Mostly harmful econometrics

The statements below are often misleading, sometimes even detrimental; yet they are often reprinted in econometrics textbooks. While some of these concepts have limited pædagogical value (e.g. simplifying a formula for the sake of clarity), when used in real research, they may invalidate the results and potentially cause a rejection of a manuscript by a discerning referee. Many of these assumptions and tests are considered too strict, modern econometrics typically employs their more general analogues that work under weaker assumptions as the stricter assumptions almost never hold in real-world scenarios. Tests relying on more stringent assumptions have been superseded by more reliable alternatives that do not require these far-fetched conditions.

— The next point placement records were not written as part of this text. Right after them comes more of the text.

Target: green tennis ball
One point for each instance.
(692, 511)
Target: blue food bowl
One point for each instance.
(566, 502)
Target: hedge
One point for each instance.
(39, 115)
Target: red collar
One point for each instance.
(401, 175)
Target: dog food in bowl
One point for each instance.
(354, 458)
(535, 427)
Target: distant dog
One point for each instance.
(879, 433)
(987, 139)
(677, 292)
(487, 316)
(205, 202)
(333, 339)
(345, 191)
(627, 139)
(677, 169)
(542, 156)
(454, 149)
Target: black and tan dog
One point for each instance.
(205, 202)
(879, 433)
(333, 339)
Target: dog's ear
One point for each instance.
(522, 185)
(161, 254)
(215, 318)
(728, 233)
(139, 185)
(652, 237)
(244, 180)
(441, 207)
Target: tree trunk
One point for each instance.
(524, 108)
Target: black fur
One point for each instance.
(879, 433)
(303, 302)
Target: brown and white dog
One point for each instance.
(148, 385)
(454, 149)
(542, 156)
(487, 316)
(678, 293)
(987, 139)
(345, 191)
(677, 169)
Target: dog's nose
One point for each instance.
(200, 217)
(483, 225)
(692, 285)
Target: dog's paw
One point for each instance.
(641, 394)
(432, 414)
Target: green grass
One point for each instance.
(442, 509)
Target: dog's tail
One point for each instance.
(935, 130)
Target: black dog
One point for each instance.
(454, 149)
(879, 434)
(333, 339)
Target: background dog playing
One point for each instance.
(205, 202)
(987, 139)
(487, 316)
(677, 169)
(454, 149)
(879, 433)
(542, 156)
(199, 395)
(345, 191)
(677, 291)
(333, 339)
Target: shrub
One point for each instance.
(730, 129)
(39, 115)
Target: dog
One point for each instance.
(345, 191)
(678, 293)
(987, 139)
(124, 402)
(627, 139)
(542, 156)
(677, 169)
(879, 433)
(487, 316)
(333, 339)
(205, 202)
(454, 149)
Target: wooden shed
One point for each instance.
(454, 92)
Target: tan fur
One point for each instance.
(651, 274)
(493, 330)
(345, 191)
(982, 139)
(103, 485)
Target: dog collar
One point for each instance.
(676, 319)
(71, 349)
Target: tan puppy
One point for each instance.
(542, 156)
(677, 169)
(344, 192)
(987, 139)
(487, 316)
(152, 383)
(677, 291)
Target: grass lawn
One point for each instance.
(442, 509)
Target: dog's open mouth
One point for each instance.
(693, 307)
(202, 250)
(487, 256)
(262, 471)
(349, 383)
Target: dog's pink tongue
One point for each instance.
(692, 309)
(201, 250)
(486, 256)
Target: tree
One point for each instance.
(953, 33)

Data scientist AI-generated image Wombo, 2021

  1. Homoskedasticity assumption.
    • It is never observed in the real world.
    • Popular homoskedasticity tests are not omnibus, and parametric conditional variance modelling is unreliable.
    • All results must be robust to heteroskedasticity of arbitrary from. The function sandwich::vcovHC(...) in R and the option , vce(hc3) (or , vce(robust)) in Stata achieve that for most models.
    • There are estimators that are more efficient under heteroskedasticity (e.g. Robinson estimator, Newey’s generated optimal instruments, Kitamura—Tripathi smoothed empirical likelihood (SEL), Dominguez—Lobato estimator, Ai—Chen sieve minimum distance (SMD)), but they involve non-parametric estimation at some point.
  2. Normality of errors.
    • The normality of the GMM estimator is a consequence, a property that emerges that is yet to be earned under certain regularity conditions.
  3. Judging a model by the R² metric.
    • R² makes no sense without the homoskedasticity assumption and provides no information about the specification validity or regressor relevance. The adjusted R² is even worse.
  4. Using determinants for evaluation, interpretation, and testing.
    • In statistics, determinants of random matrices are almost never exactly zero, and not all matrices are square.
  5. Accepting the hull hypothesis.
    • One can have multiple competing null hypotheses, and none may be rejected. It is incorrect to draw mutually exclusive conclusions from such tests.
  6. Testing hypotheses about estimators or estimates.
    • Hypotheses should pertain to the unknown constants of nature, not to known numbers derived from the data.
  7. Wrong logical negations.
    • If the base category is females, its logical negation is not females. Some data sets might contain missing values, other partitions are possible etc.
  8. Marginal interpretation of coefficients on dummies / causal interpretation of time-invariant dummies.
    • There is no marginal change of the response variable associated with a marginal change of the region indicator, nor a causal effect of being male. These should be interpreted as conditional group-mean differences (or conditional gaps).
  9. Exact interpretation of t- and F-statistics.
    • When the number of parameters is large and the sample size is small, heavy-tailed distributions offer better empirical test sizes. However, when the conditional distribution of the error given the covariates is unknown, the improvement is minor improvement, and the parametric is very coarse.
  10. Not thinking about small sample sizes / thinking too much about the sample size.
    • Try collecting large datasets. Do not report asymptotic results when the number of observations is not large. If a data set is small, focus on finite-sample calibration, resampling, empirical coverage etc. If a data set is large, do not waste time correcting for the finite sample size.
  11. Exact interpretation of Stock—Yogo critical values.
    • These weak-instrument statistics are exact only under the unrealistic assumption of conditional homoskedasticity.
  12. Hausman test for endogeneity testing.
    • The Hausman test is valid only under the surreal assumption of conditional homoskedasticity. Use the control-function-based Wald or Hansen’s GMM-based J-test.
  13. Sargan’s validity test.
    • This test is valid only under the surreal assumption of conditional homoskedasticity.
  14. Cragg—Donald matrix rank test.
    • This test is valid only under the surreal assumption of conditional homoskedasticity.
  15. Separate joint significance tests for the first-stage regression.
    • Use the Kleibergen—Paap (2006) robust rk statistic, Anderson—Rubin GMM statistic, or report the underidentification / weak identification statistics with a caveat that these results give a general indication of the instrument relevance.
  16. Zellner’s seemingly unrelated regressions (SUR) via GLS.
    • The standard two- or three-step SUR procedure is reliable only under the surreal assumption of conditional homoskedasticity.
  17. Random-effects panel models.
    • These models require three (!) surreal assumptions about the conditional distribution of model errors. If a referee insists on their use due to standard practice in the field, test the conditional random-effect hypothesis via GMM and report the results. (It is almost certain that this hypothesis be rejected.)
  18. Hausman test for panel models.
    • The Hausman test is valid only under the surreal assumption of conditional homoskedasticity. Use Hansen’s GMM-based J-test.